Guy David raconte sa prise la préfecture en mettant Aussaresses au second plan. Difficile de dire qui a raison, mais chacun essaie de s'en attribuer le bénéfice. Qui délivra Carcassonne : Londres ou Picaussel ?
"Nous entrons déjà dans les faubourgs de Carcassonne. Les passants, regardent, surpris, ces soldats bizarrement accoutrés qui foncent vers le cœur de la ville. Le temps de comprendre, d'esquisser un geste, nous sommes déjà passés... La préfecture... Je saute de la voiture et je demande au capitaine Talon de m'attendre là avec son équipe. Soual (Aussaresses) désire m'accompagner. A mon tour d'hésiter... Après tout, il représente les Forces Françaises Libres... Je préfère aussi ne pas me trouver seul devant tous ces gens que je connais pas. Et puis, dans son uniforme anglais tout neuf, il fera bonne impression, meilleure que moi sans doute. Je m'aperçois pour la première fois que ma tenue donne des signes très évidents de fatigue."
Avec subtilité, Guy David expose le ressentiment des maquisards envers Londres. Les uns sont propres et fraîchement parachutés, les autres épuisés par trois années de clandestinité. Les maquis de l'Aude, surtout communistes, se plaignirent du peu d'armes parachutées par Londres. En effet, les alliés craignaient que les communistes ne s'en servent ensuite pour prendre le pouvoir. Faut-il en vouloir aux résistants de terrain d'avoir un peu gonflé leurs récits d'une trop grande gloire ? Notre travail d'historien consiste à tenter de s'approcher de la vérité. Guy David poursuit son récit en mettant en avant les craintes qu'une colonne Allemande ne traverse Carcassonne. Personne ne serait alors en mesure de la stopper ; ces objections avaient été relevées par Aussaresses au départ de Limoux. Fort heureusement, celle que l'on signala aux portes de Carcassonne se dérouta vers le Nord, et ne traversa pas la ville.
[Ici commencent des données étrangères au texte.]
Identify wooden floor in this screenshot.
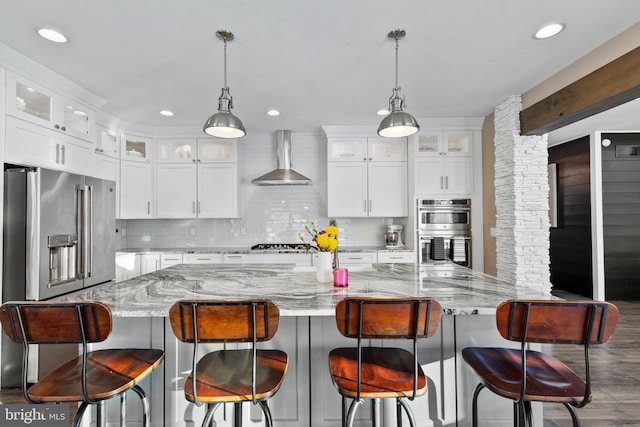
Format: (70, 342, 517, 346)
(0, 300, 638, 426)
(543, 299, 640, 426)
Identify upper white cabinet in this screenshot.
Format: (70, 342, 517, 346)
(95, 123, 120, 158)
(156, 138, 239, 219)
(121, 134, 153, 163)
(120, 159, 153, 219)
(156, 138, 236, 163)
(414, 131, 473, 196)
(6, 71, 95, 141)
(327, 137, 407, 217)
(6, 116, 92, 175)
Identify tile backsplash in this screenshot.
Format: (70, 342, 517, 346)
(117, 132, 407, 250)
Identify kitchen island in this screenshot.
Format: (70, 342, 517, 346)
(55, 263, 556, 427)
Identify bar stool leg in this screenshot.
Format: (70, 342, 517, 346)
(71, 402, 89, 427)
(258, 401, 273, 427)
(120, 392, 126, 426)
(234, 402, 243, 427)
(563, 403, 581, 427)
(472, 383, 485, 427)
(346, 398, 363, 427)
(397, 398, 416, 427)
(96, 400, 106, 427)
(396, 398, 403, 427)
(371, 398, 381, 427)
(131, 384, 150, 427)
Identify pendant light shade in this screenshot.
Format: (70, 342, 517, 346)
(203, 30, 246, 138)
(377, 30, 419, 138)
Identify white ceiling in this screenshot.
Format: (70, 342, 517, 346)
(1, 1, 639, 136)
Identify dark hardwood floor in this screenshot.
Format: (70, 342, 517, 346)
(543, 299, 640, 426)
(0, 300, 637, 426)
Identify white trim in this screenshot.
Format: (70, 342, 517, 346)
(590, 131, 605, 300)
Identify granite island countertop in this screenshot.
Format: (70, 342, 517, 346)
(53, 263, 557, 317)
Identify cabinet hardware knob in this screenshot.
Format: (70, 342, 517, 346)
(61, 126, 66, 131)
(54, 124, 60, 129)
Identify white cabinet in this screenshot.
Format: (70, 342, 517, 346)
(327, 137, 408, 217)
(6, 71, 95, 141)
(245, 253, 311, 266)
(120, 160, 153, 219)
(160, 253, 183, 269)
(115, 252, 140, 283)
(156, 138, 239, 219)
(182, 253, 223, 264)
(377, 251, 416, 263)
(414, 131, 474, 196)
(95, 123, 120, 158)
(121, 134, 153, 163)
(332, 251, 378, 266)
(6, 116, 92, 175)
(140, 253, 161, 274)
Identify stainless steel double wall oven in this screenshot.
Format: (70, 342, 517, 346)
(417, 198, 471, 267)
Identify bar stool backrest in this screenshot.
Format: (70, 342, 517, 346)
(0, 301, 112, 344)
(495, 300, 619, 345)
(169, 300, 280, 343)
(335, 297, 442, 340)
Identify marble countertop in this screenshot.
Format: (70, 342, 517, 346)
(116, 246, 414, 255)
(53, 264, 556, 317)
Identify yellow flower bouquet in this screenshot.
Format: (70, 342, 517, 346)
(298, 219, 339, 252)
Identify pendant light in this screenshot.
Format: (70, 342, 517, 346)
(203, 30, 246, 138)
(377, 29, 419, 138)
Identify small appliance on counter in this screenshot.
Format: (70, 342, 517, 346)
(384, 224, 405, 249)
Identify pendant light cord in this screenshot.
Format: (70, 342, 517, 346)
(394, 33, 399, 90)
(223, 37, 228, 89)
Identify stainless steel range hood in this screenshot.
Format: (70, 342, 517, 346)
(251, 130, 312, 185)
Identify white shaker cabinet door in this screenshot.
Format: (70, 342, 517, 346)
(120, 161, 153, 219)
(445, 157, 474, 195)
(368, 161, 407, 217)
(197, 163, 239, 218)
(327, 162, 368, 217)
(415, 157, 445, 195)
(156, 163, 197, 218)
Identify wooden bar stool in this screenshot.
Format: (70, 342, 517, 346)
(0, 301, 164, 427)
(462, 299, 619, 427)
(168, 299, 288, 427)
(328, 297, 442, 427)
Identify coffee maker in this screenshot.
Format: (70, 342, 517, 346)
(384, 224, 405, 249)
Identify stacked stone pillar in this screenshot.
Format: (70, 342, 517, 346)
(494, 95, 551, 292)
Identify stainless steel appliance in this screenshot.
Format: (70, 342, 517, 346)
(385, 224, 405, 249)
(2, 166, 116, 387)
(417, 198, 471, 267)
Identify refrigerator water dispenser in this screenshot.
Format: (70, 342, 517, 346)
(48, 234, 77, 285)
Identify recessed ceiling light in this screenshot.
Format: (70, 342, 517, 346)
(159, 110, 174, 117)
(533, 23, 565, 40)
(37, 28, 68, 43)
(377, 109, 390, 116)
(267, 109, 280, 116)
La clinique du Dr Delteil en 1944
"Nous avions eu de la chance : les Allemands ne nous avaient pas attaqués, préférant filer vers le nord. Il me fallait maintenant tendre des embuscades pour obtenir les renseignements dont j’avais besoin à propos de la 11e division allemande. Un de mes groupes, disposé à l’Ouest de Carcassonne et constitué de résistants locaux, était commandé par un réserviste de la coloniale. Il accrocha un groupe allemand qui contre-attaqua et les résistants - une trentaine - furent capturés. Ceux qui étaient en uniforme furent désarmés et libérés, mais six combattants en civil furent exécutés."
Aussaresses évoque ici un évènement qui n'est jamais mis en avant pas la Résistance audoise. Selon lui, les officiers de la Wehrmacht respectaient la Convention de Génève. Bien entendu, pas les Waffen-SS ni la Gestapo. Ils fusillaient les combattants en civils considérés comme terroristes, mais respectaient l'uniforme. Attention, ceci n'engage que lui. Venant d'un officier d'active, on peut cependant le croire.
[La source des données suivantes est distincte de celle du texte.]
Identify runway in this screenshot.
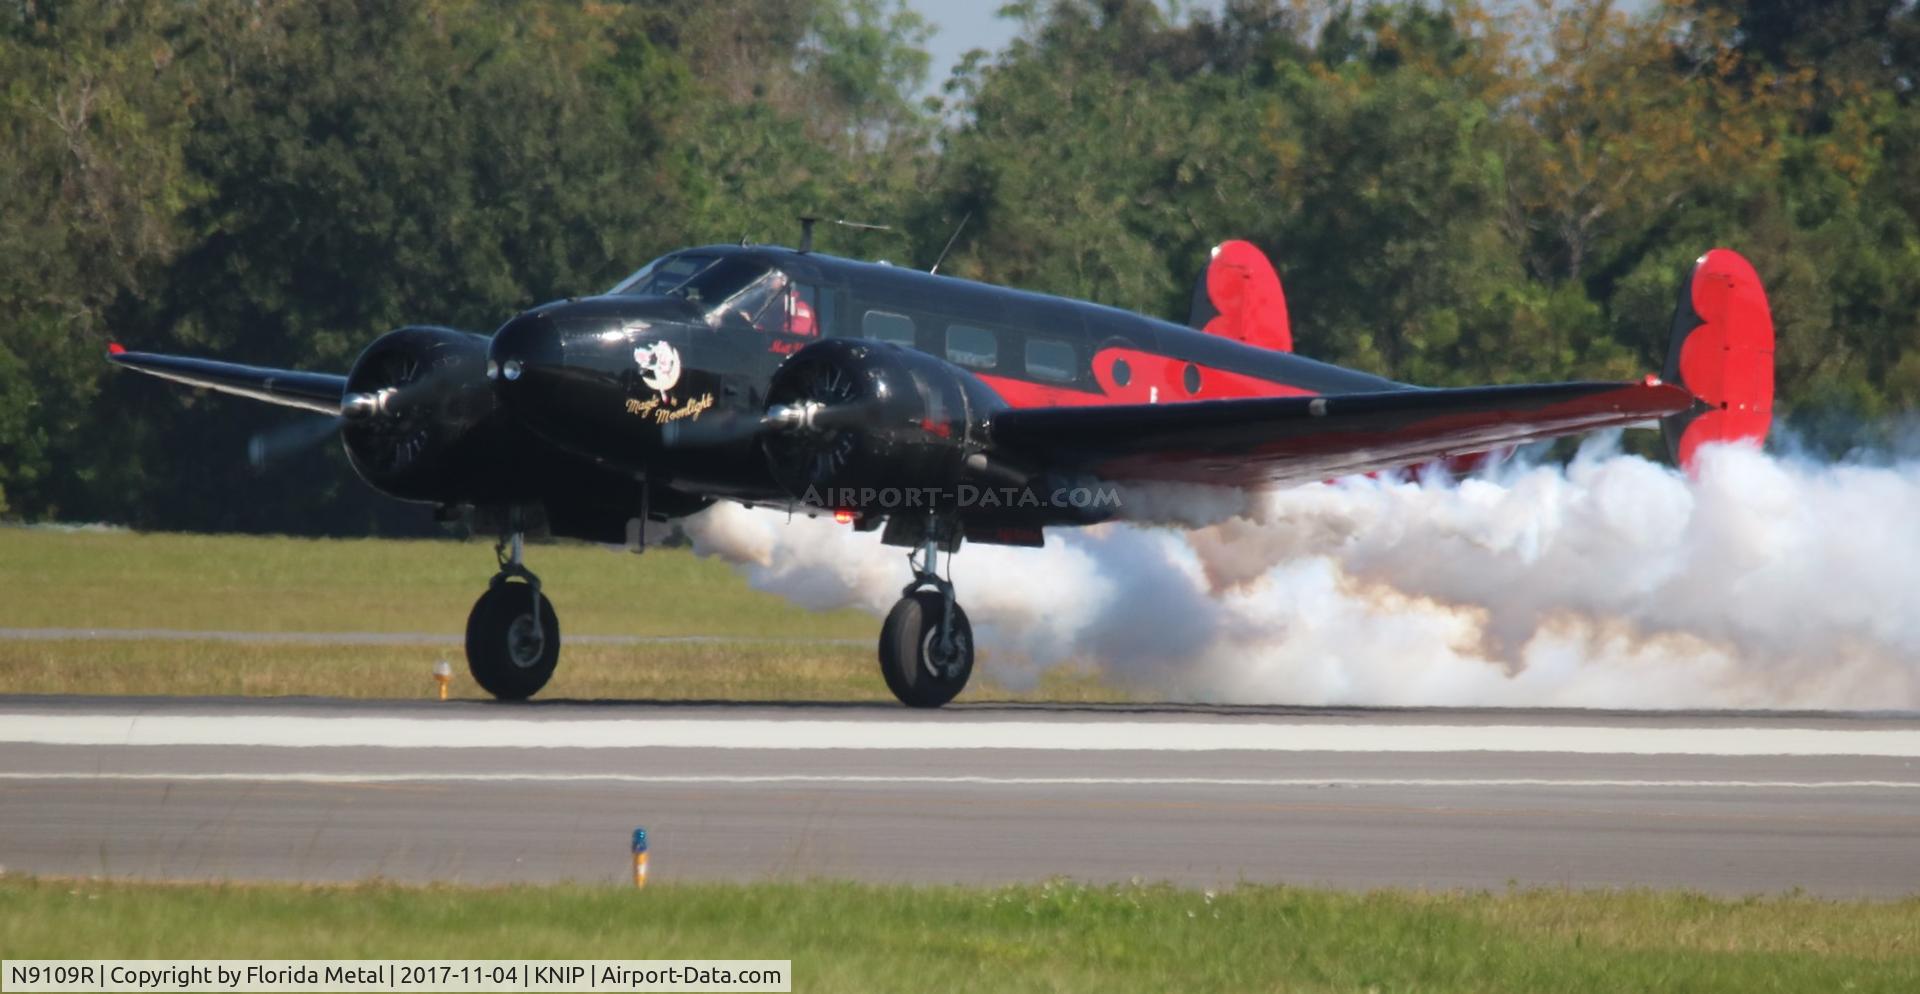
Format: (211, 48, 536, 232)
(2, 695, 1917, 896)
"Je me tenais au nord de Carcassonne où j’avais constitué une section avec des mitrailleuses Hotchkiss. Nous avons ouvert le feu pour couper la route aux convois d’infanterie mécanisée qui montaient au Nord. L’accrochage fut très sérieux. Mon objectif était de les clouer sur place et de bloquer la route, mais ils étaient nombreux et se défendaient désespérément. J’ai dû appeler l’aviation et six chasseurs Spitfire d’Alger sont arrivés in extremis pour nous appuyer. Du coup, les Allemands n’ont pas été en mesure de contre-attaquer mais ont finalement réussi à se dégager en emportant leurs morts et leurs blessés. Nous avons fait des prisonniers."
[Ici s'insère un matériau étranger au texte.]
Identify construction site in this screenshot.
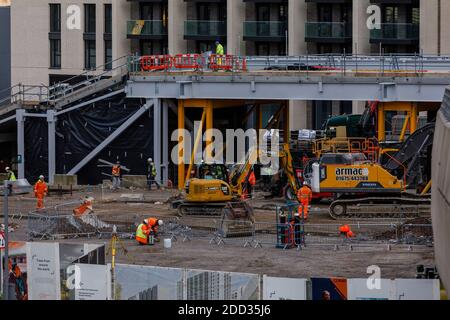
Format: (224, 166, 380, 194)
(0, 0, 449, 302)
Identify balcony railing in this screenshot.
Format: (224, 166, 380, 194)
(184, 20, 226, 38)
(127, 20, 168, 37)
(243, 21, 288, 39)
(370, 23, 419, 42)
(305, 22, 352, 41)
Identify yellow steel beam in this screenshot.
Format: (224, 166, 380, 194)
(178, 100, 185, 190)
(378, 102, 385, 141)
(185, 110, 206, 184)
(421, 180, 432, 195)
(205, 100, 214, 162)
(399, 115, 410, 142)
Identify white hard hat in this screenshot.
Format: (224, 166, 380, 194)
(39, 175, 45, 179)
(148, 158, 153, 162)
(158, 220, 164, 226)
(143, 219, 149, 224)
(5, 167, 10, 171)
(303, 181, 308, 186)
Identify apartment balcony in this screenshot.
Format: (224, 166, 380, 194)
(127, 20, 168, 39)
(305, 22, 352, 43)
(370, 23, 419, 45)
(184, 21, 226, 41)
(243, 21, 288, 42)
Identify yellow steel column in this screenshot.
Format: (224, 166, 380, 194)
(185, 111, 206, 184)
(410, 102, 418, 134)
(205, 100, 214, 162)
(377, 103, 385, 141)
(283, 101, 290, 143)
(178, 100, 186, 190)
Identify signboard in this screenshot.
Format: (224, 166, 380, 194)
(26, 242, 61, 300)
(263, 276, 307, 300)
(347, 279, 394, 300)
(311, 277, 348, 300)
(74, 264, 111, 300)
(394, 279, 440, 300)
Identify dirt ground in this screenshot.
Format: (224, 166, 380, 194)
(1, 188, 435, 279)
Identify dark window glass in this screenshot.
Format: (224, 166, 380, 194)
(85, 40, 96, 69)
(50, 39, 61, 68)
(85, 4, 96, 33)
(104, 40, 112, 70)
(50, 4, 61, 32)
(104, 4, 112, 34)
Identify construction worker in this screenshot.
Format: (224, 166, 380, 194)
(247, 170, 256, 199)
(147, 158, 160, 190)
(34, 175, 48, 209)
(215, 40, 224, 55)
(5, 167, 16, 181)
(136, 218, 164, 245)
(145, 217, 164, 238)
(339, 225, 355, 239)
(297, 181, 312, 220)
(112, 161, 121, 190)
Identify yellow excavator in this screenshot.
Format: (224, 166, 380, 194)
(306, 152, 431, 219)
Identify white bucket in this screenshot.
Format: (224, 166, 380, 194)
(163, 238, 172, 249)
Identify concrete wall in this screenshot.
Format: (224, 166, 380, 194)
(227, 0, 245, 56)
(0, 6, 10, 99)
(353, 0, 370, 54)
(431, 87, 450, 294)
(11, 0, 129, 86)
(168, 0, 186, 54)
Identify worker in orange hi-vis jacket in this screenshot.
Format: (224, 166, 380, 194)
(297, 181, 312, 220)
(34, 175, 48, 209)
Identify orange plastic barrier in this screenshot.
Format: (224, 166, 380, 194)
(172, 54, 202, 70)
(140, 55, 172, 71)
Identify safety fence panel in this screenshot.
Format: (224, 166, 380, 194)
(114, 264, 260, 300)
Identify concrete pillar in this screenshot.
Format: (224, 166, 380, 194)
(288, 0, 307, 55)
(47, 110, 56, 185)
(16, 109, 25, 179)
(227, 0, 246, 55)
(353, 0, 371, 54)
(440, 0, 450, 54)
(289, 101, 308, 130)
(168, 0, 186, 54)
(288, 0, 308, 132)
(352, 101, 366, 115)
(112, 0, 131, 71)
(420, 0, 439, 54)
(153, 99, 162, 184)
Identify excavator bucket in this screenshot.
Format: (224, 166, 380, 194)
(219, 201, 255, 238)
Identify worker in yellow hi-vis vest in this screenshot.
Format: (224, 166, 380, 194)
(215, 40, 224, 66)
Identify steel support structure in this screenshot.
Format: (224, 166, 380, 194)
(152, 98, 162, 185)
(67, 102, 153, 175)
(16, 109, 25, 179)
(126, 75, 450, 102)
(47, 110, 56, 185)
(162, 100, 169, 186)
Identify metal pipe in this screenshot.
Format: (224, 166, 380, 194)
(3, 180, 10, 300)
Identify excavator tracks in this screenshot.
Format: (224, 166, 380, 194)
(329, 195, 431, 220)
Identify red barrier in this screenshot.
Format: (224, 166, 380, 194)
(172, 54, 202, 70)
(209, 54, 235, 71)
(140, 55, 172, 71)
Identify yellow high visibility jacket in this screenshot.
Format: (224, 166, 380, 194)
(216, 44, 224, 55)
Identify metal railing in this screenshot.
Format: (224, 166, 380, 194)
(184, 20, 226, 38)
(305, 22, 352, 40)
(243, 21, 288, 38)
(127, 20, 168, 37)
(370, 23, 420, 41)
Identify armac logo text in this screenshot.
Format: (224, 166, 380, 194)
(335, 168, 370, 176)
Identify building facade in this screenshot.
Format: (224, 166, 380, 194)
(9, 0, 450, 129)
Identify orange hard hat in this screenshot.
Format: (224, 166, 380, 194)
(347, 230, 355, 238)
(339, 225, 350, 233)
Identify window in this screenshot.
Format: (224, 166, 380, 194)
(84, 4, 96, 33)
(104, 40, 112, 70)
(49, 4, 61, 69)
(104, 4, 112, 34)
(85, 40, 96, 69)
(104, 4, 112, 70)
(50, 39, 61, 68)
(50, 4, 61, 32)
Il doit s'agir de l'attaque de Pennautier au cours de laquelle l'avion de James Millard Ashton est allé s'écraser sur le domaine de Gougens. Le 24 août 1944, Guy David raconte que l'avant-garde de Picaussel amenée par Allaux et René Brun, renforcée du capitaine Aussaresses et du détachement Gayraud, attaqua une colonne Allemande près du carrefour de Villegailhenc. Le bilan fut de cinq tués et deux blessés dans les rangs des FFI. L'Aude était définitivement libérée.
"Le régiment de l’infanterie alpine du commandant Allaux avait rejoint la première armée et la ville était sous le contrôle des FTP qui avaient déjà exécuté une dizaine de collaborateurs. Il fallait éviter les excès et arbitrer entre résistants authentiques et collaborateurs déguisés. Ce fut un autre aspect de ma mission. Je retrouvai finalement le major auquel nous devions remettre les quartz, les pads et le million. Mais il était en civil et nous parut suspect."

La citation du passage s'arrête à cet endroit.